When asked why he did not provide fuller context during his speech regarding similar publishing policies by other societies, Dr. Varmus said, “I singled them out only because I had seen their letter and they're a big organization politically, and there were no doubt thousands in that audience who had seen that letter, which I found frankly offensive.
“It goes beyond whether one believes in making the scientific literature more accessible,” he continued.
“The NIH public-access policy is partially a manifestation fueled by Congressional interest in seeing the work taxpayers pay for made more accessible to the public.
You know the public isn't as stupid as some scientific societies seem to think. It includes doctors, teachers, patients, advocates, patients' families, and reporters. They want access to this information, and to have a scientific society throw out pretty clear signs that they're hostile to the policy is not going to do us any good in relation to Congress. “Let's distinguish between publishing policies and a letter that's as ‘in your face’ as that letter was. I'm fully aware of publishers who send out their principles of free access to science, which is part of the point, but it's not true open access; it's laughable.

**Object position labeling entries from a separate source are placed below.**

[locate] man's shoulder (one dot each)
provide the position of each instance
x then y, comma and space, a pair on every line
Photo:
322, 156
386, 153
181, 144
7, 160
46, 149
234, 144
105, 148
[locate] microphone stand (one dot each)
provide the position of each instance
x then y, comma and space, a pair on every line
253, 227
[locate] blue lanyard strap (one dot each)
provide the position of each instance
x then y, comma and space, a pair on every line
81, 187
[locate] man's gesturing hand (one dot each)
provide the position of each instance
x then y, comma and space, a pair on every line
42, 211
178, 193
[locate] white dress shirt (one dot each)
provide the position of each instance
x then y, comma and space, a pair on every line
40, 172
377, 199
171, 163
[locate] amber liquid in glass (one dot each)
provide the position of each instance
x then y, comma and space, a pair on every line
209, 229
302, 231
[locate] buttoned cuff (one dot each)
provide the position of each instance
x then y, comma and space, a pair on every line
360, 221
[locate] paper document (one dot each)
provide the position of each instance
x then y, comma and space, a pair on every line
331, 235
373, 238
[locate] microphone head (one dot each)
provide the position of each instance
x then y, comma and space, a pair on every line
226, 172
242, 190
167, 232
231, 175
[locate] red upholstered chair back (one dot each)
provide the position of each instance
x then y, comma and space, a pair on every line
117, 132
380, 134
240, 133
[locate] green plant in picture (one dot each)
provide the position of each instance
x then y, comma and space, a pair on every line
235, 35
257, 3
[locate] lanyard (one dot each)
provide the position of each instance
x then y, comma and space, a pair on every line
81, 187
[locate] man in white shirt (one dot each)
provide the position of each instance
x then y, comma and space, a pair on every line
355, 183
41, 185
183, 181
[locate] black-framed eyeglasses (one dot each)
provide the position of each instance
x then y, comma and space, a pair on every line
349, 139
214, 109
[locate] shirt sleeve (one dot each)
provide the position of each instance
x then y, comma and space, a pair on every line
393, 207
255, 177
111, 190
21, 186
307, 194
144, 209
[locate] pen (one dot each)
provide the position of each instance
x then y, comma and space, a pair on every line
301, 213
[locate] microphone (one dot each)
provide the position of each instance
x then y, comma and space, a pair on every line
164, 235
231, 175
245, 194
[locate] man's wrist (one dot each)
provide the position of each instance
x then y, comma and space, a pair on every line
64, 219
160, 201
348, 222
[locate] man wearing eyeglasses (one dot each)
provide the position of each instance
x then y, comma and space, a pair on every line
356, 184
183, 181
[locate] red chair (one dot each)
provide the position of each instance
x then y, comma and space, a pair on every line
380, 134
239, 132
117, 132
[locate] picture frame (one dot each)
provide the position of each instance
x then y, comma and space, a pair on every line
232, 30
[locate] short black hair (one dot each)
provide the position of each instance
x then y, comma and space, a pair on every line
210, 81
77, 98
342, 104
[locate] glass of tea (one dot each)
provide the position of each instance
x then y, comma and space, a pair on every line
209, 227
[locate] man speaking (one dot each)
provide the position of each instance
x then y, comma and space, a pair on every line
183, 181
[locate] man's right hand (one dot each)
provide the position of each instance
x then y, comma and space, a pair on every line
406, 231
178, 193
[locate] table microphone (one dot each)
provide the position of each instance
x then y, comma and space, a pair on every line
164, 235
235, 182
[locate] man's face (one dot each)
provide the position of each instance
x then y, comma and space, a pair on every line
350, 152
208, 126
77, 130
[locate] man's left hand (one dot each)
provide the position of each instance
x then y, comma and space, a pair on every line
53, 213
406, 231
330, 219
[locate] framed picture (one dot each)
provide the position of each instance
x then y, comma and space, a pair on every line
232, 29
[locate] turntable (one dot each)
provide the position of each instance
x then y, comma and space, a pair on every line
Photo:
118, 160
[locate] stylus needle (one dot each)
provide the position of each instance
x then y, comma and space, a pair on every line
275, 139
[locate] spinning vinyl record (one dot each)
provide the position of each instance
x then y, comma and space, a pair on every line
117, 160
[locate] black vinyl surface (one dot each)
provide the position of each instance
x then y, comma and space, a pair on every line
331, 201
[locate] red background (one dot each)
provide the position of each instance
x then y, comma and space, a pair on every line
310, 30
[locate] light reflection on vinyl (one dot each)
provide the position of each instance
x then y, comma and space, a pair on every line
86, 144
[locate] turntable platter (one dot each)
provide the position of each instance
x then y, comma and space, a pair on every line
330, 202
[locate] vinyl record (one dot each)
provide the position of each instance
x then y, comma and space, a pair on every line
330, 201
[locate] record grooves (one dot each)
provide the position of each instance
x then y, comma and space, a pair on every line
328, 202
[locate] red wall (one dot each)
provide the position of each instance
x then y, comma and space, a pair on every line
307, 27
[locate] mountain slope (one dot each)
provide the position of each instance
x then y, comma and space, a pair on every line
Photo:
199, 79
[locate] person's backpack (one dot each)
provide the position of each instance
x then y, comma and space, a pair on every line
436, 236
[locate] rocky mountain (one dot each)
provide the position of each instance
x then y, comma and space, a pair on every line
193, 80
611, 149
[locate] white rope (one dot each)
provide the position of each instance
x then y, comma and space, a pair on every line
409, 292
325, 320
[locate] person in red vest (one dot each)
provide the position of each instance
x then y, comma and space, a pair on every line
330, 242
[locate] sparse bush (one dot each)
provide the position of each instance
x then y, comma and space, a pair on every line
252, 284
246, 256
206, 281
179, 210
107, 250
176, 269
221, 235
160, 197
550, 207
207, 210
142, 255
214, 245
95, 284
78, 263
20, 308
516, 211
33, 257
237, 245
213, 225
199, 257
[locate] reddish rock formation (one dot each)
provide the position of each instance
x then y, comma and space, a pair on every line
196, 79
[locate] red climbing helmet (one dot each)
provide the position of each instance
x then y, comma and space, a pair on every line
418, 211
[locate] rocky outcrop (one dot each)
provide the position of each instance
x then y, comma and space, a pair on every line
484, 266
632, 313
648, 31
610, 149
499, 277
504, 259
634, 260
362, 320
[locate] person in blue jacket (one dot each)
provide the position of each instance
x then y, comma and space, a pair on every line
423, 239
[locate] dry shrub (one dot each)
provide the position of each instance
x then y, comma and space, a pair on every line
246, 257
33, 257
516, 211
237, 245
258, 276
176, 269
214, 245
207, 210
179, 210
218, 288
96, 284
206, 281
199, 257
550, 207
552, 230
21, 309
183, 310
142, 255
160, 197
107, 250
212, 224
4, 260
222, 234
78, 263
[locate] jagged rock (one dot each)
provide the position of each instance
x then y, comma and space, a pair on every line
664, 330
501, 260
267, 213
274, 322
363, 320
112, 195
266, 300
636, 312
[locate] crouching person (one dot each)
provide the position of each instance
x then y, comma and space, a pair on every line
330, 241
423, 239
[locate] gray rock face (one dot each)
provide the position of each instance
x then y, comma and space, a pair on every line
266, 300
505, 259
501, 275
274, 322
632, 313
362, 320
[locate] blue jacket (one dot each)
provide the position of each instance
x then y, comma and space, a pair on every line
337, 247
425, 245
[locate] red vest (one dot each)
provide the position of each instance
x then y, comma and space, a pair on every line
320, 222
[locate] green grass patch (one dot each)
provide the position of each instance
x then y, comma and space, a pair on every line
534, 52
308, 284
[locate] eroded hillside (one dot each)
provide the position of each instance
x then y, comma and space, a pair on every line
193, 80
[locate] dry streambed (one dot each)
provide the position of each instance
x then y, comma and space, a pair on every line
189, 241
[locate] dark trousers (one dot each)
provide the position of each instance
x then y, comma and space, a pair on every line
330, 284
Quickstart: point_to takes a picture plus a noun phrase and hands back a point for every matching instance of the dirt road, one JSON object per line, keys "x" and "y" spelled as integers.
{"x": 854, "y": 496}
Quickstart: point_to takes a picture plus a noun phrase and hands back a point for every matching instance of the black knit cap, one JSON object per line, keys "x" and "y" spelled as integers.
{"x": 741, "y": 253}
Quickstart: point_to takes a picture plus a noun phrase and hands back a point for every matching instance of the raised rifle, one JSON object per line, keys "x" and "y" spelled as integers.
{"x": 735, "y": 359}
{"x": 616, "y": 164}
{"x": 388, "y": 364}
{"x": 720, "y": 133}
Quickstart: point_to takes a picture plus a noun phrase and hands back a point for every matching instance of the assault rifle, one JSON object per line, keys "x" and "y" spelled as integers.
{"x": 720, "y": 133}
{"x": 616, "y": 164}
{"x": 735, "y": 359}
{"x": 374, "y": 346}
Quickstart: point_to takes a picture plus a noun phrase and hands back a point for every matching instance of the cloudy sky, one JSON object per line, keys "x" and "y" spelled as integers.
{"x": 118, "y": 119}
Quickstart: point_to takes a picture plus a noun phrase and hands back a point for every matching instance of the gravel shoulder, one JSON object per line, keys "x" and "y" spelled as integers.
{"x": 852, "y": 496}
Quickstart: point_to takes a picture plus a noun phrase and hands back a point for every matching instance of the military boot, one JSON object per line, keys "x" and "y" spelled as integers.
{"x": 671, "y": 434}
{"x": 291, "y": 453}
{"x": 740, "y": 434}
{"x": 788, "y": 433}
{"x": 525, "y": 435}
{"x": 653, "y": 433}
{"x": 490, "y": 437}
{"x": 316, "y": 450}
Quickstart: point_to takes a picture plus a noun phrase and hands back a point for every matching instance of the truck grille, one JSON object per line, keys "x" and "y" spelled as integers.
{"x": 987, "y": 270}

“But forget about that, the issue is: who's in charge of these societies anyway? Is it the rank and file for whom the society was created, or the staff members?”

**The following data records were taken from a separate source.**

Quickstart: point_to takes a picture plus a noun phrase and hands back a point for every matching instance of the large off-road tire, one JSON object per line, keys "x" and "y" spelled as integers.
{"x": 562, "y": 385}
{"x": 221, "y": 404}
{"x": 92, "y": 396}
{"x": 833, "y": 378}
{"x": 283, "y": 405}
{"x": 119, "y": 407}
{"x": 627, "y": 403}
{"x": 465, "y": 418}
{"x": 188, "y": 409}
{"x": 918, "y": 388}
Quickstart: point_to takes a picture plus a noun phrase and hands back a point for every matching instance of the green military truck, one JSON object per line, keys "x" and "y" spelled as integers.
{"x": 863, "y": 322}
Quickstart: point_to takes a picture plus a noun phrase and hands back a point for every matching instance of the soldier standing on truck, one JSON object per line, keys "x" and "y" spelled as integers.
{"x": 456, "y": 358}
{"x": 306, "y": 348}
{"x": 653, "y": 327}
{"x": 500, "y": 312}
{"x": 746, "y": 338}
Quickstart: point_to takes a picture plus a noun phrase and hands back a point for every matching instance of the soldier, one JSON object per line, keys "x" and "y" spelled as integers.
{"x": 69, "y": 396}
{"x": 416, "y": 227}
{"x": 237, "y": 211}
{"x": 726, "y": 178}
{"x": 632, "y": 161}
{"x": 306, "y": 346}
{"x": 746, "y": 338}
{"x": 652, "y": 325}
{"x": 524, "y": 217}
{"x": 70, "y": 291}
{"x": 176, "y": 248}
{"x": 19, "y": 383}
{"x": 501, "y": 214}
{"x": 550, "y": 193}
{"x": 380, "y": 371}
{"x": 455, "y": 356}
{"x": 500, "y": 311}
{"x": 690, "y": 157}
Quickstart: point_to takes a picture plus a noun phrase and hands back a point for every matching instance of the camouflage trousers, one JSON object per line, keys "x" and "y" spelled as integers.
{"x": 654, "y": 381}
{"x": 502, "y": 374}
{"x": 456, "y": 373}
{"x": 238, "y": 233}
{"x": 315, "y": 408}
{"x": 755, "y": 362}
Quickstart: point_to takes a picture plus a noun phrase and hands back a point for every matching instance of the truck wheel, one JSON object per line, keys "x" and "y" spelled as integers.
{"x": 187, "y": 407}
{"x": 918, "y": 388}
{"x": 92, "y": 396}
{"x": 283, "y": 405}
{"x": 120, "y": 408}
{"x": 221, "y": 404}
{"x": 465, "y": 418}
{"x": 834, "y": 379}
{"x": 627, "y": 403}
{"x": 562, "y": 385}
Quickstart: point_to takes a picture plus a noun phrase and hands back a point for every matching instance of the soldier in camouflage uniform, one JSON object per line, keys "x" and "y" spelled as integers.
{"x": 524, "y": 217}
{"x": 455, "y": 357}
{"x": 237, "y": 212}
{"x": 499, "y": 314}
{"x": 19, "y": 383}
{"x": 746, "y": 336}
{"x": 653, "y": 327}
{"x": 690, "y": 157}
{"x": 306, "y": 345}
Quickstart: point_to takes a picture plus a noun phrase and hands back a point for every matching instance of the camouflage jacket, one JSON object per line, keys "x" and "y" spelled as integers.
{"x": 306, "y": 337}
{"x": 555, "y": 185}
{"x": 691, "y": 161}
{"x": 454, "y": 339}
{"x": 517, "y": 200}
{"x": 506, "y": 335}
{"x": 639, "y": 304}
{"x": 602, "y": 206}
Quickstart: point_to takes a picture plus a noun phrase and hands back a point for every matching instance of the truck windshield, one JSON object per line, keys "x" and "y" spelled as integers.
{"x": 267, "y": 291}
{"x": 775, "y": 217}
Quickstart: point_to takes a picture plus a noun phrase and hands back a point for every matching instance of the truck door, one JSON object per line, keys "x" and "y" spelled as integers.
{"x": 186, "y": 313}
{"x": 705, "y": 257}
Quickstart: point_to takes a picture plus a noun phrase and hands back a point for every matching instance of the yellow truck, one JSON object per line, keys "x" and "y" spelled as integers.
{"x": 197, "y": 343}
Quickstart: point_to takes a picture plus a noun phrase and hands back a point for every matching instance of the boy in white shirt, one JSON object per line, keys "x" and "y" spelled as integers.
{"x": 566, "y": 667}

Dr. Varmus went on to say that if ASCO had sent him a letter he could have used, he would have used ASCO's letter. “I know ASH sent a letter out, but I didn't see that one. I used what I had, and if I didn't quote every word, I think I pretty much fairly conveyed the sense of the letter.”

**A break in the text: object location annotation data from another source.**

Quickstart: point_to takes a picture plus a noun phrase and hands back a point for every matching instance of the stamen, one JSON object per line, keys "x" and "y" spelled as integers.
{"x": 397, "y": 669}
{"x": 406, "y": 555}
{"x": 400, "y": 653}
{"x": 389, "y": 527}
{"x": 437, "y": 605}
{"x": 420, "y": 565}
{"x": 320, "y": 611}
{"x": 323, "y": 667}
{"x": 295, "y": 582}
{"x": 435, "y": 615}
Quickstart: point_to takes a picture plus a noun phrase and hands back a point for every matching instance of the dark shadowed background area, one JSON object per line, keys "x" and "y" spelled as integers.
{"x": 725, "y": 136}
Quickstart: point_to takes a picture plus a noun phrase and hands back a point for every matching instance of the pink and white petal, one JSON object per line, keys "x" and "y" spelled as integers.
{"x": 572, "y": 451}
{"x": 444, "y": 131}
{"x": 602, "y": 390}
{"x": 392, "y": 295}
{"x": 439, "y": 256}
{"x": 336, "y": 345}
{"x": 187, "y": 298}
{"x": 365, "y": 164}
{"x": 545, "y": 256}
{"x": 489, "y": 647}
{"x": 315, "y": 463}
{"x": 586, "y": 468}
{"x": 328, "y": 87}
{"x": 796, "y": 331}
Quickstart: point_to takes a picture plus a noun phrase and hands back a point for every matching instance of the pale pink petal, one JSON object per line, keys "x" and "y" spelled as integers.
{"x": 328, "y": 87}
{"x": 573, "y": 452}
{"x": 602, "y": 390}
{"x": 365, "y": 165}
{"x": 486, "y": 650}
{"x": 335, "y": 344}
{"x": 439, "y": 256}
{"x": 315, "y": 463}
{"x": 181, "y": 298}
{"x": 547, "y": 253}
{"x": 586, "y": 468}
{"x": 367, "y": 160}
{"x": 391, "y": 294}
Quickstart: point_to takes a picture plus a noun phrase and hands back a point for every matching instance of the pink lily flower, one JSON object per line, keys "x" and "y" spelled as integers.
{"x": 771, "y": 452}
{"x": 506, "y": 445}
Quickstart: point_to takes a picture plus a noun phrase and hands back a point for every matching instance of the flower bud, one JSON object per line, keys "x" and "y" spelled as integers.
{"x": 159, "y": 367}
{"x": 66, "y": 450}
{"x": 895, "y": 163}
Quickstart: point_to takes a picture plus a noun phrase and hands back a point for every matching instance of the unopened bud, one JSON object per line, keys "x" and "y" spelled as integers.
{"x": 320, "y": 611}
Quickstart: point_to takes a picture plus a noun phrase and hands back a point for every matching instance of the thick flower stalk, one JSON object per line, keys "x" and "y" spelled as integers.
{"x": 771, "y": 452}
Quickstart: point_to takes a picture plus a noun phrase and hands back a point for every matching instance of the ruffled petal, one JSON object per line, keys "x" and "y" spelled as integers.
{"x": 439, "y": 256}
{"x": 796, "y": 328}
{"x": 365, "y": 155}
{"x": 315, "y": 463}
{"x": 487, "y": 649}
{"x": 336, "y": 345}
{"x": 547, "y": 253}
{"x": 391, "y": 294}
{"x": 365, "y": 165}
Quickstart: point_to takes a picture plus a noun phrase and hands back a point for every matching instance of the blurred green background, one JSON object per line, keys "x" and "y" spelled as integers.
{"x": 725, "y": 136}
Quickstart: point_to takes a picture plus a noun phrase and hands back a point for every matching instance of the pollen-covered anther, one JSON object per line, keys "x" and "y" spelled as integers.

He added that it “was politically stupid too, because Congress cares about this, and, of course, people are bringing this letter to the attention of the people in Congress who want the NIH to provide the content of the work that NIH performs for the public. It doesn't help when it appears that scientific societies in cancer research appear to be opposing those policies.”
In his ASCO lecture, Dr. Varmus concluded with the comment, “Notwithstanding the enthusiasm of The Economist [which had featured a cover story in October on “Beating Cancer—The New Frontier of Molecular Medicine”] or the enthusiasm of Dr. von Eschenbach, we have a long way to go before we beat cancer. We're not going to do so before 2015.”
After all, that will only be four years after the first class at the Gerstner Graduate School of Biomedical Sciences graduates, and the concentric circles come full circle into a fully overlapping one.